One study, led by Dr Isabel Aleman of the University of Leiden, in the Netherlands, analysed 11 planetary nebulas and the molecule was found in three that hosted the hottest stars, with temperatures exceeding 100 000ºC.
"We think that a critical clue is in the presence of the dense clumps of gas and dust, which are illuminated by UV and X-ray radiation emitted by the hot central star," says Dr Aleman.
"This high-energy radiation interacts with the clumps to trigger chemical reactions that leads to the formation of the molecules.
Herschel observations of the Helix Nebula.
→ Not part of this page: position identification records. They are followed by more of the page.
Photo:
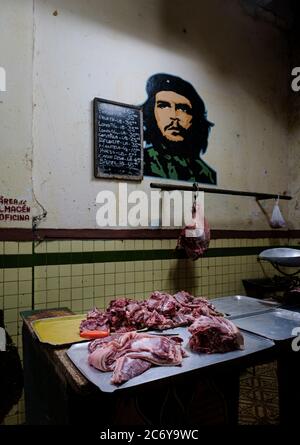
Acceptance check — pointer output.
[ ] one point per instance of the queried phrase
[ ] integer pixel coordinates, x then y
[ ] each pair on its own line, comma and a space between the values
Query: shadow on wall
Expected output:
242, 51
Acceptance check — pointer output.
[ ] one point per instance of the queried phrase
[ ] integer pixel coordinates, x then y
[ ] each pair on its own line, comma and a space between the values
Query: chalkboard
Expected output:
118, 140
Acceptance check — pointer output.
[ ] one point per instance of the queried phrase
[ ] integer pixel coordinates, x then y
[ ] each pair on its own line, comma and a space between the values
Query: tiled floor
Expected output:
259, 396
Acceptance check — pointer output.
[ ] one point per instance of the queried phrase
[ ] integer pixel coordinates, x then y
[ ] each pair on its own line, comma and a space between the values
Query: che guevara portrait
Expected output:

Image credit: Hubble image: NASA/ESA/C.R. O’Dell (Vanderbilt University), M. Meixner & P. McCullough (STScI); Herschel data: ESA/Herschel/SPIRE/MESS Consortium/M. Etxaluze et al.
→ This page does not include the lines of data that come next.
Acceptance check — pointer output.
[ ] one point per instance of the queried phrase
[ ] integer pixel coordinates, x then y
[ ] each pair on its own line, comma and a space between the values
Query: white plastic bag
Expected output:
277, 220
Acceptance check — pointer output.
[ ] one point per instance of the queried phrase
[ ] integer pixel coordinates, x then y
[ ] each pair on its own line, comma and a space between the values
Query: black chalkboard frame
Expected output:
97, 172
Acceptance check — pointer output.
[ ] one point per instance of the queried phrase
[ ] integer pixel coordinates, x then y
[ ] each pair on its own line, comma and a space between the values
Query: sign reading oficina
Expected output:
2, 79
Another study, led by Dr Mireya Etxaluze of the Instituto de Ciencia de los Materiales de Madrid, focused on the Helix Nebula, one of the nearest planetary nebulas to our Solar System, at a distance of 700 light years. The central star is about half the mass of our Sun, but has a far higher temperature of about 120 000ºC.
Herschel mapped the presence of the crucial molecule across the Helix Nebula, and found it to be most abundant in locations where carbon monoxide molecules, previously ejected by the star, are most likely to be destroyed by the strong UV radiation.
Oxygen atoms, liberated from the carbon monoxide, are available to make the oxygen–hydrogen molecules, further bolstering the hypothesis that the UV radiation may be promoting their creation.
These are the first studies to identify this critical molecule needed for the formation of water in planetary nebulas, although it remains to be seen if the conditions would actually allow water formation to proceed.
"The proximity of the Helix Nebula means we have a natural laboratory on our cosmic doorstep to study in more detail the chemistry of these objects and their role in recycling molecules through the interstellar medium," says Dr Etxaluze.
Herschel, which was launched in May 2009, on an Ariane 5 from ESA’s Spaceport in Kourou, French Guiana, ran out of the essential helium coolant that had allowed it to study the cold Universe in April 2013. But its data will fuel new research for years to come.